Embassies may close, other semi-State bodies may follow. An Foras Forbartha is down the Swanee, and we may see more amalgamations like the ones mooted for the VECs.
All of that, the Government spokesmen insist, is still pure speculation, and until the final bitter package prepared by Ministers is published, fingers will remain crossed right across the public service, where 10,000 jobs are targeted (admittedly over several years), at a potential saving of tens of millions.
Overall, the Government is looking for savings next year of more than £300 million, which will mean heavy pruning of the largest-spending departments – Health, Education and Social Welfare. Harsh cuts are expected in Education, Foreign Affairs, Industry, Environment, with its massive payments to local government, and Agriculture.

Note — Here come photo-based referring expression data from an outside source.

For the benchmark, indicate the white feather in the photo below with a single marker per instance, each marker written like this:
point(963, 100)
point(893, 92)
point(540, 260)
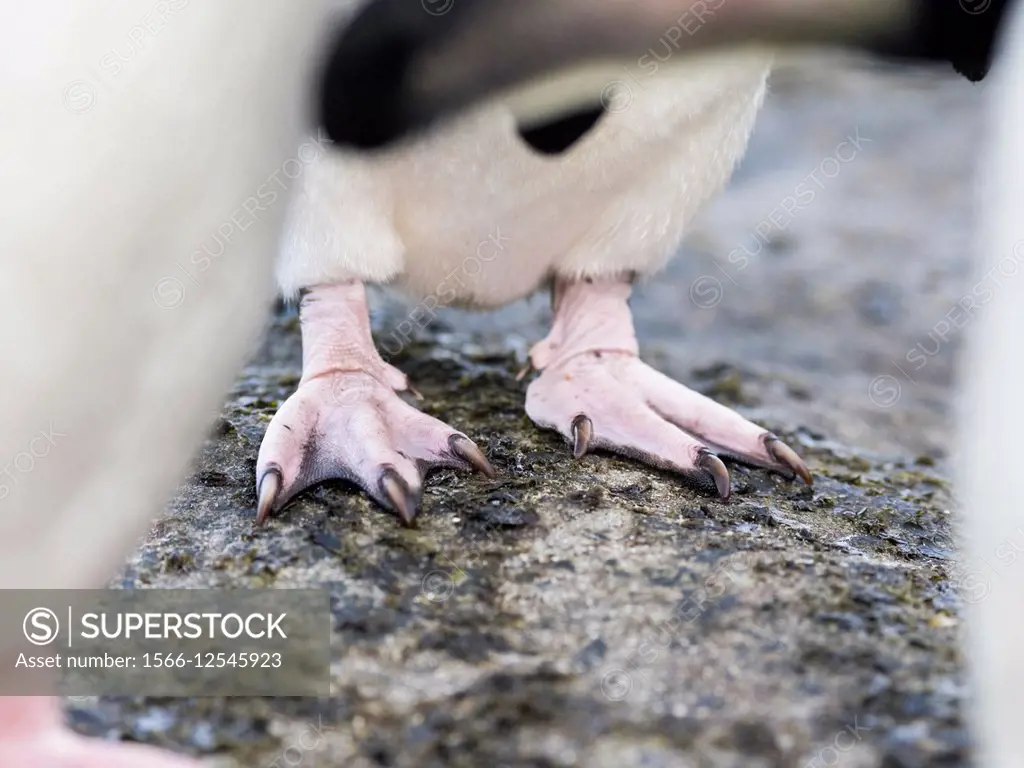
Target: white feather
point(429, 216)
point(112, 181)
point(991, 426)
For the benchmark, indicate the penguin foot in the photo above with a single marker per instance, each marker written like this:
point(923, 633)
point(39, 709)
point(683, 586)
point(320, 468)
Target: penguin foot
point(34, 736)
point(596, 392)
point(347, 422)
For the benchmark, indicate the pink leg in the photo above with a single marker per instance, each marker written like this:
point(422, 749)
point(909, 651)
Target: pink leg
point(345, 421)
point(33, 735)
point(596, 392)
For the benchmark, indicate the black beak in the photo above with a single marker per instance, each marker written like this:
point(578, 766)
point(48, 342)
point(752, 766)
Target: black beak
point(402, 65)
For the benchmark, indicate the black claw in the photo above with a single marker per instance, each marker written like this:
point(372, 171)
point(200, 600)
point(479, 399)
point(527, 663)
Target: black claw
point(785, 456)
point(583, 432)
point(269, 488)
point(714, 466)
point(394, 488)
point(466, 450)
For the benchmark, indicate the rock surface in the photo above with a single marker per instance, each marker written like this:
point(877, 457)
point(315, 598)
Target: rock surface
point(597, 613)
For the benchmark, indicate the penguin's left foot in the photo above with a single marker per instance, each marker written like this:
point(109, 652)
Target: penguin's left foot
point(597, 393)
point(347, 421)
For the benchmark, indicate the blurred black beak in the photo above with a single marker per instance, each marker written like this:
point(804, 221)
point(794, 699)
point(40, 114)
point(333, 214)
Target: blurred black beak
point(402, 65)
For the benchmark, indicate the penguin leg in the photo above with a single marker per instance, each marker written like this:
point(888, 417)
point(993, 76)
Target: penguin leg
point(595, 391)
point(347, 422)
point(33, 733)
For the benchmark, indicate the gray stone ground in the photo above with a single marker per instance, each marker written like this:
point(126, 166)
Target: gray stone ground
point(595, 612)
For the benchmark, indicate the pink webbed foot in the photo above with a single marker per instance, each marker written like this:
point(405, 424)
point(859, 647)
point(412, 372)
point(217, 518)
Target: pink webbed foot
point(32, 735)
point(346, 422)
point(598, 394)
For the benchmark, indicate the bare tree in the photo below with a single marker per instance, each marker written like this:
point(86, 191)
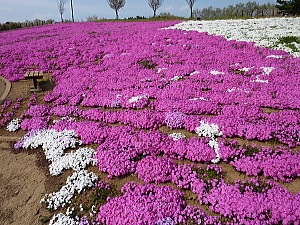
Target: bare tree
point(155, 4)
point(72, 10)
point(61, 8)
point(92, 18)
point(116, 5)
point(191, 4)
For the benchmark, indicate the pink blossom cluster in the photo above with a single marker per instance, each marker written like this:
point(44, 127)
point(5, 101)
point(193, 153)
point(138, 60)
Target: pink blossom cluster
point(280, 164)
point(148, 204)
point(8, 109)
point(167, 77)
point(154, 169)
point(143, 119)
point(251, 204)
point(175, 120)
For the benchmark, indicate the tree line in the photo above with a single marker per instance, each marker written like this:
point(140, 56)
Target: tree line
point(116, 5)
point(248, 9)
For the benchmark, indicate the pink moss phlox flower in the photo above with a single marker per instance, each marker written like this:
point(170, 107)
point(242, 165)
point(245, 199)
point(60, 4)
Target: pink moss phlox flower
point(154, 169)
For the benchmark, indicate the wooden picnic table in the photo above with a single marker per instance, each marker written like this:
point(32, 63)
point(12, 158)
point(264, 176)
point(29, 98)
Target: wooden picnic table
point(34, 75)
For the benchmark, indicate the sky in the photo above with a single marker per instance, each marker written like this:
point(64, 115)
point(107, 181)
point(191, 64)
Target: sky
point(21, 10)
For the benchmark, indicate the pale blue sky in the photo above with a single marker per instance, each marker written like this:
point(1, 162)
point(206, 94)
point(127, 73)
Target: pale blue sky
point(21, 10)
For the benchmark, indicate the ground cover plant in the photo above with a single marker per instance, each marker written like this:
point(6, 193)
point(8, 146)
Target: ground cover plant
point(168, 110)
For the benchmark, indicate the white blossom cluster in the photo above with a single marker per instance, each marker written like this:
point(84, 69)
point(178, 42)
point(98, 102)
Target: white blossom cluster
point(177, 136)
point(208, 130)
point(62, 219)
point(14, 125)
point(211, 131)
point(265, 32)
point(76, 183)
point(53, 142)
point(75, 160)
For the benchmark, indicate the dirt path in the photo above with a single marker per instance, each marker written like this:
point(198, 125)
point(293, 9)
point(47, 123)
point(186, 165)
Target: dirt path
point(21, 187)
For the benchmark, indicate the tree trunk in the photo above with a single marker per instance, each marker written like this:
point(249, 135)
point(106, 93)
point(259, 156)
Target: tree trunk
point(72, 10)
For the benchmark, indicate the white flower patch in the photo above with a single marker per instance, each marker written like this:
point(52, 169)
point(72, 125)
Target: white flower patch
point(14, 125)
point(200, 98)
point(137, 98)
point(214, 72)
point(62, 219)
point(176, 78)
point(275, 56)
point(211, 131)
point(177, 136)
point(208, 130)
point(265, 32)
point(66, 118)
point(53, 142)
point(76, 183)
point(75, 160)
point(236, 89)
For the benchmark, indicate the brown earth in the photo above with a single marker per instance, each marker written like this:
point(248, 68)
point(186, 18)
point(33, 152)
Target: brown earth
point(25, 179)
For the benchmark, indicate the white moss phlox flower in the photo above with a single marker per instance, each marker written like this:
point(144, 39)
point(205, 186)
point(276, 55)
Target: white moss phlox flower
point(53, 142)
point(211, 131)
point(62, 219)
point(14, 125)
point(76, 183)
point(177, 136)
point(137, 98)
point(75, 160)
point(208, 130)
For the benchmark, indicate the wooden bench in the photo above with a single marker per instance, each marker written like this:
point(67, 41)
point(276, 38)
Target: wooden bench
point(34, 75)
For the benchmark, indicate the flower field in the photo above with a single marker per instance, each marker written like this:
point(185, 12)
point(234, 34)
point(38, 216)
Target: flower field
point(169, 110)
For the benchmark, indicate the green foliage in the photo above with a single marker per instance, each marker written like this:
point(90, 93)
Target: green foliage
point(289, 42)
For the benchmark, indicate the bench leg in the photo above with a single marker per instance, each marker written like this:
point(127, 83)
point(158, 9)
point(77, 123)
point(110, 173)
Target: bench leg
point(35, 83)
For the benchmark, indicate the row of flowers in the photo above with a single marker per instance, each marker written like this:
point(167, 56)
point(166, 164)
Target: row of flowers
point(177, 75)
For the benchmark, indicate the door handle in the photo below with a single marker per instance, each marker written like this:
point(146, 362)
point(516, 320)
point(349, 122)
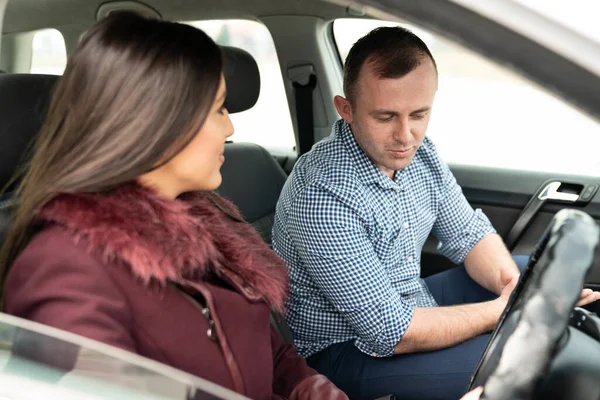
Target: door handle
point(550, 192)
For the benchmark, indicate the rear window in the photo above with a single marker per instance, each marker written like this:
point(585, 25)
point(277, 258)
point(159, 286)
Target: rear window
point(48, 52)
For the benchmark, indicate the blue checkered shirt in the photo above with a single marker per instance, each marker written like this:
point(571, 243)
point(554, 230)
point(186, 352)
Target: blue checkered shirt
point(352, 238)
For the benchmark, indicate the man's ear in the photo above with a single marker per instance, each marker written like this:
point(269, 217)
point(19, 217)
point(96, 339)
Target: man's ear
point(344, 108)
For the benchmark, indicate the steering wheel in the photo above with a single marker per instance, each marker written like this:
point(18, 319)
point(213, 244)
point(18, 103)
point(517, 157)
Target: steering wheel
point(523, 342)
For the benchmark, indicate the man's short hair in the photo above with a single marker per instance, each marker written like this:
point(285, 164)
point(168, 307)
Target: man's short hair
point(393, 51)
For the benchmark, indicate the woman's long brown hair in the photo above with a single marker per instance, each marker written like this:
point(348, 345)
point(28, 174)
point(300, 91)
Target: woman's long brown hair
point(134, 93)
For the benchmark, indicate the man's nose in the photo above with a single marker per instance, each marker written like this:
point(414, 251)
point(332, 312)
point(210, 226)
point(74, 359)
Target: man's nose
point(402, 131)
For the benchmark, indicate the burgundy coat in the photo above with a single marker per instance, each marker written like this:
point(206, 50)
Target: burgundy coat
point(124, 268)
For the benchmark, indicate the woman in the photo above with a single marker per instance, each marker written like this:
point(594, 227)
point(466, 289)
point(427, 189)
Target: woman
point(118, 236)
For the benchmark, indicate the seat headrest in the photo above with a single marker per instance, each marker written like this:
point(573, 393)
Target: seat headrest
point(242, 79)
point(24, 100)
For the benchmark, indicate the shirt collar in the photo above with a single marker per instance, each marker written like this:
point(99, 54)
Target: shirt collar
point(367, 170)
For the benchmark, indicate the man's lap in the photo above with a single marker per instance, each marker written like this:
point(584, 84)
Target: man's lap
point(442, 374)
point(455, 286)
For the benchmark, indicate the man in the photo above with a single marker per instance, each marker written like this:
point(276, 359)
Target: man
point(351, 223)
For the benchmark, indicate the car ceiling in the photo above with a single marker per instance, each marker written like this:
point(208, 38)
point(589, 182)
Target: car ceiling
point(27, 15)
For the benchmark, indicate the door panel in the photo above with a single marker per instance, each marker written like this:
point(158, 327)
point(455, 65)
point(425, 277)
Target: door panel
point(502, 195)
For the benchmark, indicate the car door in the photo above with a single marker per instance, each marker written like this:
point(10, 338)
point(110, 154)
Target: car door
point(38, 361)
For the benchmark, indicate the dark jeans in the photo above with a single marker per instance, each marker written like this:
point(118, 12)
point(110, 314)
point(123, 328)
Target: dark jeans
point(442, 374)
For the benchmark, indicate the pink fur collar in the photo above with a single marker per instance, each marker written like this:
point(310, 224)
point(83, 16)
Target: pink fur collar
point(173, 240)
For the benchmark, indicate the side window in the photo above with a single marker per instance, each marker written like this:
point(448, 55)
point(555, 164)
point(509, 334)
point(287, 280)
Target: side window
point(487, 115)
point(268, 123)
point(48, 53)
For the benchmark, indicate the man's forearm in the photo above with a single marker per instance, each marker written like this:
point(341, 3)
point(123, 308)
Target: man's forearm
point(435, 328)
point(488, 261)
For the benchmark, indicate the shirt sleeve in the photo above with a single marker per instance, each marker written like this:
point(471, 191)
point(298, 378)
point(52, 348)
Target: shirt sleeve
point(458, 227)
point(335, 248)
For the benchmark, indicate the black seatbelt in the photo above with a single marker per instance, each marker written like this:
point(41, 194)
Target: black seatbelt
point(304, 113)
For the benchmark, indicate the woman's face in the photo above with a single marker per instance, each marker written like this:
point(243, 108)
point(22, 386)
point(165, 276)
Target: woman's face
point(197, 166)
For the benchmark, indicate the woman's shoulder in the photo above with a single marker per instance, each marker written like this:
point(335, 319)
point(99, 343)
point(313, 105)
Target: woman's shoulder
point(51, 250)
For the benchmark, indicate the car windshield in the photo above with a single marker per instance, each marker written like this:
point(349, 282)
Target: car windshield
point(580, 16)
point(36, 360)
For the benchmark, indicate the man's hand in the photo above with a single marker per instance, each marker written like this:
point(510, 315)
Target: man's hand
point(587, 296)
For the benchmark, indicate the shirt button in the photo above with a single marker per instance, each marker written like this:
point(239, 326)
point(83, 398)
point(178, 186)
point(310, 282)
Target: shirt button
point(212, 335)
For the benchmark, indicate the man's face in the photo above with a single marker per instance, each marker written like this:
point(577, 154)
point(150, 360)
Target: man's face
point(389, 117)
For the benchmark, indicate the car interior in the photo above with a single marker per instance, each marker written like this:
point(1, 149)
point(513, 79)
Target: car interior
point(523, 203)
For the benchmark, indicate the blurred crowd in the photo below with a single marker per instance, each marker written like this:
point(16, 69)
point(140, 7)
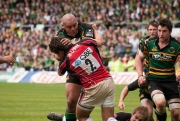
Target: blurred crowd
point(118, 21)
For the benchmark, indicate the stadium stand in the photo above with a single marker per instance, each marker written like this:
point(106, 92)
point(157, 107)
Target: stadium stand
point(27, 25)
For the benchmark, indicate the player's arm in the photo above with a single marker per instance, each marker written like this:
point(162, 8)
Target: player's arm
point(98, 37)
point(178, 73)
point(62, 67)
point(7, 59)
point(123, 94)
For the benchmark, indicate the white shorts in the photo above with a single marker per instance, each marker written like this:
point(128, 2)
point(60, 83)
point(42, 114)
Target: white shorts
point(101, 94)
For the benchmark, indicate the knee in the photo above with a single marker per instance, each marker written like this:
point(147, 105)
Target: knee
point(161, 104)
point(72, 101)
point(175, 113)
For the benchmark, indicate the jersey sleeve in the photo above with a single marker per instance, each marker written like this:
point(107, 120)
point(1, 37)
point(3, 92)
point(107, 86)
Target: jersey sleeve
point(122, 116)
point(133, 86)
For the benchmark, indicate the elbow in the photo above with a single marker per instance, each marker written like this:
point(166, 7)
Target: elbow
point(100, 42)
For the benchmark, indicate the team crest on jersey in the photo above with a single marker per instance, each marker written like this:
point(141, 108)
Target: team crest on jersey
point(154, 48)
point(89, 33)
point(171, 50)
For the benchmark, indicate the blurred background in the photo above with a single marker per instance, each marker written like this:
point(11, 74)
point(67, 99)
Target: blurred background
point(26, 26)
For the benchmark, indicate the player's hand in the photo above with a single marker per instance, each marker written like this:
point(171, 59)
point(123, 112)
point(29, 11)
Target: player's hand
point(57, 57)
point(177, 76)
point(65, 41)
point(9, 59)
point(121, 106)
point(141, 80)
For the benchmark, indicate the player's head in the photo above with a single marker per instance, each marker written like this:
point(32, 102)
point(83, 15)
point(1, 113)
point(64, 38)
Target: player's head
point(70, 24)
point(140, 113)
point(152, 28)
point(164, 29)
point(57, 48)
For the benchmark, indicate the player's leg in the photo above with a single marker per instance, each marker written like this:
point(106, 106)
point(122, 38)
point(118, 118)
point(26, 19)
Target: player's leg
point(158, 98)
point(83, 113)
point(108, 113)
point(73, 89)
point(149, 105)
point(72, 93)
point(107, 108)
point(145, 99)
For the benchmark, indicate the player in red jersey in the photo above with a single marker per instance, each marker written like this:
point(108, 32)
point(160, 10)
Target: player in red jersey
point(83, 60)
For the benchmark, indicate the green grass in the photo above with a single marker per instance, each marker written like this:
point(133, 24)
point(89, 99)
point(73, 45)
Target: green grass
point(32, 102)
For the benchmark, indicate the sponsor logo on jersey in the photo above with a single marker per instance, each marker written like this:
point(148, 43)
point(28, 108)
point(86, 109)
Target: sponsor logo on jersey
point(163, 56)
point(171, 50)
point(73, 50)
point(89, 33)
point(77, 62)
point(85, 54)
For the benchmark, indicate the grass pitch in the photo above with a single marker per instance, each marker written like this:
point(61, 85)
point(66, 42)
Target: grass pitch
point(32, 102)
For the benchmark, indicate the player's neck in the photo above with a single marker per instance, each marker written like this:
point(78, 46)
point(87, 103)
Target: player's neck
point(163, 43)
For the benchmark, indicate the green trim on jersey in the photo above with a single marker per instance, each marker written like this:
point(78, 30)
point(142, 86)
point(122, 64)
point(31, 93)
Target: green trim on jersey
point(161, 61)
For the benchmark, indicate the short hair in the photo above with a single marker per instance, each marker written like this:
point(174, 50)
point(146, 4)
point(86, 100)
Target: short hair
point(56, 45)
point(143, 111)
point(153, 23)
point(165, 22)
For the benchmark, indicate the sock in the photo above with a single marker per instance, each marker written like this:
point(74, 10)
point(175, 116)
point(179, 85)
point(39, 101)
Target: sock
point(89, 119)
point(70, 116)
point(160, 116)
point(111, 119)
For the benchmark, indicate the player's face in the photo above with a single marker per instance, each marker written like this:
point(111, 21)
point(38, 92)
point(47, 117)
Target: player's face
point(152, 30)
point(163, 33)
point(137, 117)
point(71, 27)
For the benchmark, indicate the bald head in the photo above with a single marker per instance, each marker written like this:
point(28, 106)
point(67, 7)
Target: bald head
point(68, 18)
point(70, 24)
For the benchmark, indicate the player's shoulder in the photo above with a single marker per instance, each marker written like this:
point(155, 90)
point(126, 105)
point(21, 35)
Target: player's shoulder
point(85, 25)
point(61, 32)
point(174, 40)
point(88, 41)
point(152, 39)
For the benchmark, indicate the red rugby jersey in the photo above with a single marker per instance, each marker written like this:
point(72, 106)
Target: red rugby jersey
point(83, 60)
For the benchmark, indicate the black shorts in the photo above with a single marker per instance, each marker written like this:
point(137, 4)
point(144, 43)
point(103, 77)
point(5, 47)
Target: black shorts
point(144, 94)
point(73, 79)
point(168, 86)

Until the final picture emerges, the impact of the forthcoming cuts is impossible to estimate, apart from specific cases like An Foras Talúntais/ACOT, which could cut 250 jobs and save £4 million – almost exactly 10 per cent of current job levels and budgets, though the job losses could be as high as 500.
Health, already savaged in hospital closures and the rationalisation of facilities in the last six months, is expected to have more of the same, while the reduction of 38 VECs, employing some 6,800 staff at present, could result in a substantial saving in grants now totalling £134 million.
In Education, the impact is likely to be in a sharp reduction of new jobs, as the proposed raising of the school entry age and the pupil-teacher ratio begin to bite.
Savings in Social Welfare, Agriculture and Environment – where £50 million may be cut from grants to local authorities, with a concomitant local tax to make up the shortfall – may not entail many job losses, but there will be less money for grants and services. In the case of Social Welfare, benefits to the unemployed, elderly and other categories may be hit.
It is clear that the second instalment of the Government’s austerity programme, following the crash introduction of immediate measures in the Budget last March, is going to be much wider in its effect, and employ a greater variety of cost-cutting methods than was possible in the last six months.